Ordering components within a dynamic zone

Handling schema updates

When the model for a Content Type or a Single Type is altered by adding or removing the fields to it, there is no in-build mechanism or hook to specify how the schema change needs to be handled for the already existing data.

This required us to plan the model changes and write custom scripts to handle the changes for the existing data. We also backed-up our data before and end of the custom-scripts execution. I suspect this could become a potential concern as our setup grows older and contains more legacy data.

Building the CMS solution on top of the existing data

Unlike many of the CMS solutions, Strapi maintains the data schema in-code. How this in-code schema is represented within the database is handled by the Strapi framework. This means, Strapi cannot directly be setup on top of an existing CMS database.

For our implementation, the amount of data in the legacy CMS database was limited. So, we migrated it manually by creating new records via the Strapi CMS admin UI. In case if the legacy CMS data would be large in quantity, we would have written custom scripts to read the rows of data and invoke Strapi CMS APIs to insert it into the Strapi CMS system.

Strapi version upgrade

Since we started our implementation, Strapi has released a major upgrade with Strapi CMS 4. However, we found upgrading from v3.6.6 to v4.0 isn’t straight forward. It breaks our admin UI specific customizations as well as the custom plugins we wrote.

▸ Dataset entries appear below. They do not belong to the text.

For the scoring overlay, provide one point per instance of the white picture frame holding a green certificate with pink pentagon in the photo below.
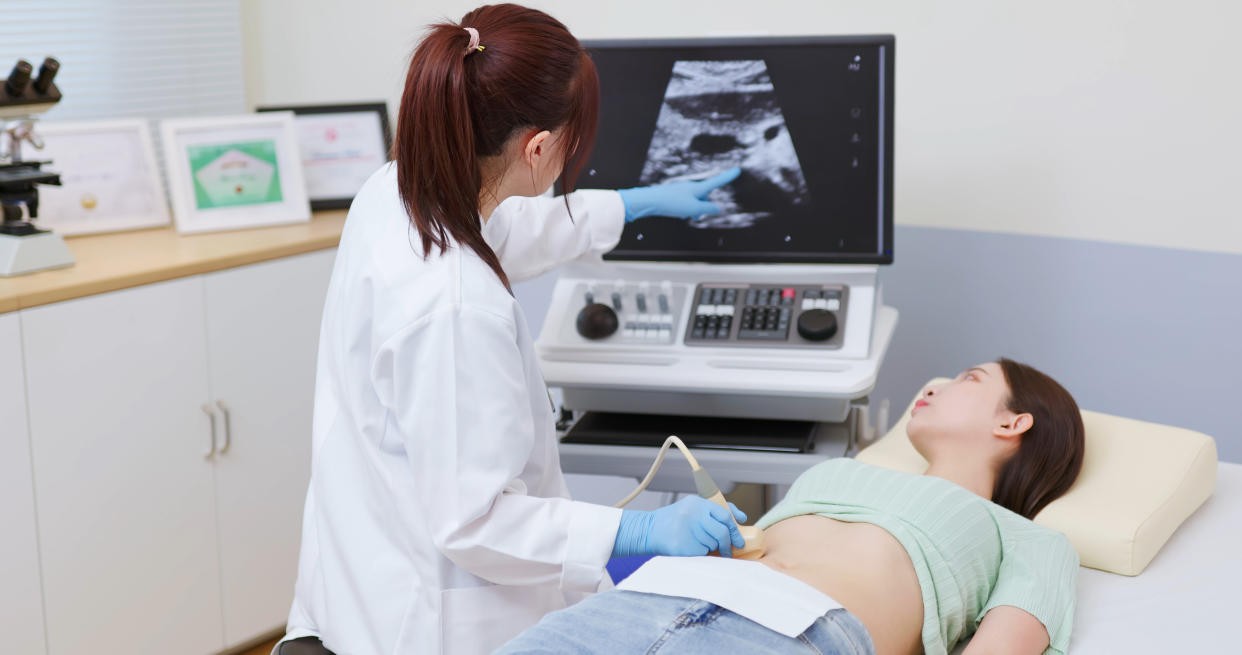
(234, 172)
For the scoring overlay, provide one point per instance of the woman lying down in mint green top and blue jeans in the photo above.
(863, 560)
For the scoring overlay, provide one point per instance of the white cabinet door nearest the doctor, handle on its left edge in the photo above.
(263, 335)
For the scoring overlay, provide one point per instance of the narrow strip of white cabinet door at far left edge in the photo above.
(22, 598)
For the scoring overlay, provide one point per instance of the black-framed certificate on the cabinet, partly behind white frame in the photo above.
(342, 146)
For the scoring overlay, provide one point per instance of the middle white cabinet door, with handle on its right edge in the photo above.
(116, 385)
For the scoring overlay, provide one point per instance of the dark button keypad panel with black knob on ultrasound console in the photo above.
(768, 316)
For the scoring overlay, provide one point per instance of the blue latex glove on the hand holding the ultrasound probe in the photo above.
(692, 526)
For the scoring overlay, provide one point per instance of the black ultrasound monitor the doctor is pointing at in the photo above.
(808, 120)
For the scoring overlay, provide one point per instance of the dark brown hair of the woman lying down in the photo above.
(1051, 453)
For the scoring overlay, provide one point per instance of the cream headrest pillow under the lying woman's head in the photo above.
(1140, 483)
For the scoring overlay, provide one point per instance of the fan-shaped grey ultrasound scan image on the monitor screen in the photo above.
(718, 115)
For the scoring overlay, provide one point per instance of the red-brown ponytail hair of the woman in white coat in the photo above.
(459, 109)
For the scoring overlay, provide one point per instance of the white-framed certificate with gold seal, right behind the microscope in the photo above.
(110, 177)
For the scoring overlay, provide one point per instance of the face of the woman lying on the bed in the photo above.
(961, 413)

We plan to upgrade in the near future by carefully handling the breaking changes. But, this experience leads me to conclude that the future Strapi major version upgrades may result in breaking changes and will not be straight forward to execute.

Conclusion

Strapi offers a very lucrative mix of ready-to-use features and customization capabilities via hooks, middlewares and plugins. That stated, any customization that cannot be setup via these capabilities can be complicated to implement. This makes it imperative to evaluate one’s must-have CMS requirements against Strapi’s customization capabilities.